O’Brien did not play for Ireland during 2014 due lingering problems from a shoulder injury. In the final 2015 Rugby World Cup Pool D match, O'Brien punched Pascal Papé in the first minute of the win over France. The incident went unnoticed by the match officials, and O'Brien later was named man of the match. The win earned Ireland top pool placement, and a quarter-final against Argentina. O'Brien was later cited by World Rugby, and received a one-game ban (reduced from the recommended minimum of two for mitigating factors including an "exemplary disciplinary record"), meaning he was unable to play in the quarter-final.

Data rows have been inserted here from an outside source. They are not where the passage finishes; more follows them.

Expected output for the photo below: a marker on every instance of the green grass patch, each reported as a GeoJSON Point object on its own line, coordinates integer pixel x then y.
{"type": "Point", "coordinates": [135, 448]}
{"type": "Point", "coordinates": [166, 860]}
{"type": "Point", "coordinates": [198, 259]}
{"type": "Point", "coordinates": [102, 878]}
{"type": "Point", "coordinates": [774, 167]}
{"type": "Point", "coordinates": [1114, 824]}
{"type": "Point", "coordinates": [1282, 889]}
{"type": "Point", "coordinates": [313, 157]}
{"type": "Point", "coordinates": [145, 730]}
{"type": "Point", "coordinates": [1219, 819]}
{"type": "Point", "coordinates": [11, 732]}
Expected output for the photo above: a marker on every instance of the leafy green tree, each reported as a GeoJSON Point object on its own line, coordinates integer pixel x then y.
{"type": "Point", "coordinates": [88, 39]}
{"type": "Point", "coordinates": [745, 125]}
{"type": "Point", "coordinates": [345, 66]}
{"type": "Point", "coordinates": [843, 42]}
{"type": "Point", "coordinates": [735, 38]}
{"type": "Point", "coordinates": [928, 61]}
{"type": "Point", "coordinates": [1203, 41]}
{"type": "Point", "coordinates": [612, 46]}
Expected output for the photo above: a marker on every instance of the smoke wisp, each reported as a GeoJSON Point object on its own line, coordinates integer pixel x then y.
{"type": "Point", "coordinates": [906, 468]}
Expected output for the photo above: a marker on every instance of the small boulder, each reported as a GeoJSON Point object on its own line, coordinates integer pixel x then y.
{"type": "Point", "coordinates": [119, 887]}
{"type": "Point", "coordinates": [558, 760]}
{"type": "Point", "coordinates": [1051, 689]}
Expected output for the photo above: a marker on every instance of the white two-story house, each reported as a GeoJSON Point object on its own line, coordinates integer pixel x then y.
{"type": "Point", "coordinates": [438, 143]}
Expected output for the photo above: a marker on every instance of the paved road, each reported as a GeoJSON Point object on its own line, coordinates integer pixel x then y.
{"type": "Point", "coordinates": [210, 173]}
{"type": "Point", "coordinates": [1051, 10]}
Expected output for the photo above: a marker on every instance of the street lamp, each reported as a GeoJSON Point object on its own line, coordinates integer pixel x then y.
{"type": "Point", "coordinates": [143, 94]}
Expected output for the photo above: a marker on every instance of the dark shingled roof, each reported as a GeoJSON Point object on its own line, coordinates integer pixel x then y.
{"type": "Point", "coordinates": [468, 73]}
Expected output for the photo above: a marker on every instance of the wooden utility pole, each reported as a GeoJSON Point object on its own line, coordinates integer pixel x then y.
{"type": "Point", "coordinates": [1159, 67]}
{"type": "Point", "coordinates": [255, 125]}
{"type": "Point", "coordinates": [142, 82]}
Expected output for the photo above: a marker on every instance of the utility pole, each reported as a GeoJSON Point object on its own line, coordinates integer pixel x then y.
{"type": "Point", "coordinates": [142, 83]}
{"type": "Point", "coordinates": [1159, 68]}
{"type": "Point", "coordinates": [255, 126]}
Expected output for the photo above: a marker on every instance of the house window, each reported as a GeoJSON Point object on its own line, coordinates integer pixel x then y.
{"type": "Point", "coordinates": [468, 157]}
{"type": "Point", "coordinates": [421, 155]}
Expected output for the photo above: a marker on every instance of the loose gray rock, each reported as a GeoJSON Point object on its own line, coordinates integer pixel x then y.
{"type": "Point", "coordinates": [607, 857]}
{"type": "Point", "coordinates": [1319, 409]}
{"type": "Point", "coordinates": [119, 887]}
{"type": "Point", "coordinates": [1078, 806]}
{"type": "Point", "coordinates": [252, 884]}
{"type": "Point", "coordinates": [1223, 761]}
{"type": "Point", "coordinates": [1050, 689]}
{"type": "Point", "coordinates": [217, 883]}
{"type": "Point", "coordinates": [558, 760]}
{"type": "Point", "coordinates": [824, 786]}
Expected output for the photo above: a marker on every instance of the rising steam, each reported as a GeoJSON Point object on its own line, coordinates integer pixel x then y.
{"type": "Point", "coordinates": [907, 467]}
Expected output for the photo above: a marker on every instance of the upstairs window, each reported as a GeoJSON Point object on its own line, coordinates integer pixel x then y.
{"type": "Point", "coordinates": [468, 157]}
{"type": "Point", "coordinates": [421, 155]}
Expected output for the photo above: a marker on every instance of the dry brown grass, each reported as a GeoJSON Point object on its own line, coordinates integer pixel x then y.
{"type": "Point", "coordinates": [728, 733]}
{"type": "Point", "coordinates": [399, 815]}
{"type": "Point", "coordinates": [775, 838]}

O’Brien last played for Ireland in the 2019 Six Nations. He missed the 2019 Rugby World Cup due to a hip injury. After joining London Irish in 2020 O'Brien said that he would love to play for Ireland again but he is aware of the unwritten rule in Irish rugby regarding players based overseas not being selected for the national team and he doesn't see this being any different for himself.

==Awards==
O'Brien was named 2010–2011 ERC European Player of the Year following a season where Leinster were Heineken Cup champions.
He was one of five players shortlisted from the 24 Heineken Cup and 20 Amlin Challenge Cup teams that included Leinster teammates Jamie Heaslip and Isa Nacewa.
O’Brien was ranked by the IRB among the five best players at the 2011 Rugby World Cup.
O'Brien was awarded the 2011 Guinness/Rugby Writers of Ireland player of the year and received his award at a function in the Aviva Stadium, Dublin.

==Personal life==
In September 2014, he bought Bellamy's Pub in Ballsbridge with Leinster teammates Rob Kearney, Dave Kearney and Jamie Heaslip. After an extensive refurbishment, it was reopened as "The Bridge 1859". They have all since opened Blackrock Bar And plan to open a smaller lemon duke restaurant called ‘Little Duke”.

Since 2018, O'Brien had been in a relationship with Sarah Rowe. They broke up in December 2020.